Carbon sequestration by forests is influenced by a range of factors including species, soil type, site conditions and management practices. Irish forests are currently estimated to sequester 3.8Mt of CO2 per year.

These were the sentiments expressed in the Dáil last week by the Minister for Agriculture, Food and the Marine, Michael Creed, after he was asked by Fine Gael’s Bernard Durkan about the extent to which 1,000ac of Sitka spruce can sequestrate a specific amount of carbon.

Durkan also asked the minister what is the extent to which 1,000ac of ash, oak or beech can sequestrate a specific amount of carbon?

The minister pointed out that, on average, a productive hectare of spruce forest may sequester 10t of CO2 per year over a 35-year period.

This would mean 1,000ha of spruce would sequester 10,000t per year or at least 350,000t over its lifetime.

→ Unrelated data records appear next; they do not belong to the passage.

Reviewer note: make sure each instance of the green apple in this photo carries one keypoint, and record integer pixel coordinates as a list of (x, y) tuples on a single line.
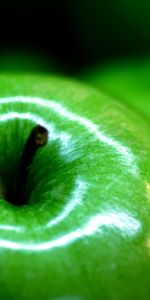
[(84, 232), (127, 80)]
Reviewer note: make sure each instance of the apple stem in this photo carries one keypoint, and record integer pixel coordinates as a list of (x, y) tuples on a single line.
[(37, 138)]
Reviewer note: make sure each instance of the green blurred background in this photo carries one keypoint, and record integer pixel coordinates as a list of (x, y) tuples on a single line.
[(106, 43)]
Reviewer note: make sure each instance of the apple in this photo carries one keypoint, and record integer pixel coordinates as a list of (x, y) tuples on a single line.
[(128, 80), (84, 231)]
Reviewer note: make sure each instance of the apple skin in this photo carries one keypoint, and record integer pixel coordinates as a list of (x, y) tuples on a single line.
[(128, 80), (85, 233)]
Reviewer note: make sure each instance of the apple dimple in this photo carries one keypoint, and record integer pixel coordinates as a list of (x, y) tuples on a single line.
[(56, 192)]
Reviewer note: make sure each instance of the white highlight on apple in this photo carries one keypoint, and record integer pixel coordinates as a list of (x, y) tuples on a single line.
[(75, 199), (11, 228), (119, 221), (53, 134), (123, 151)]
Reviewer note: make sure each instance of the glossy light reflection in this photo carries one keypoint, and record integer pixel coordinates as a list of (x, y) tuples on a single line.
[(74, 200), (123, 151), (53, 133), (120, 221)]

He continued: “The rate of sequestration changes as a forest develops and matures. My department has funded a number of large-scale research projects which have examined carbon stocks and stock changes in Irish forests.

“For example, the carbon stocks in a Sitka spruce forest and an ash forest at different ages have been measured, and are available in a number of published journal articles.”

Meanwhile, the minister pointed out that the work undertaken returned results that found – after 47 years – an ash forest and Sitka spruce forests had 177.8 and 376.7t of carbon/ha respectively.

He also added that the figures were specific to the forests and soils examined and could not be used to reflect all forests of these species.

“My department is also funding the new forestry module on the Carbon Navigator which is being developed by Teagasc and An Bord Bia and this tool will describe indicative carbon stocks in a range of forest types,” Minister Creed concluded.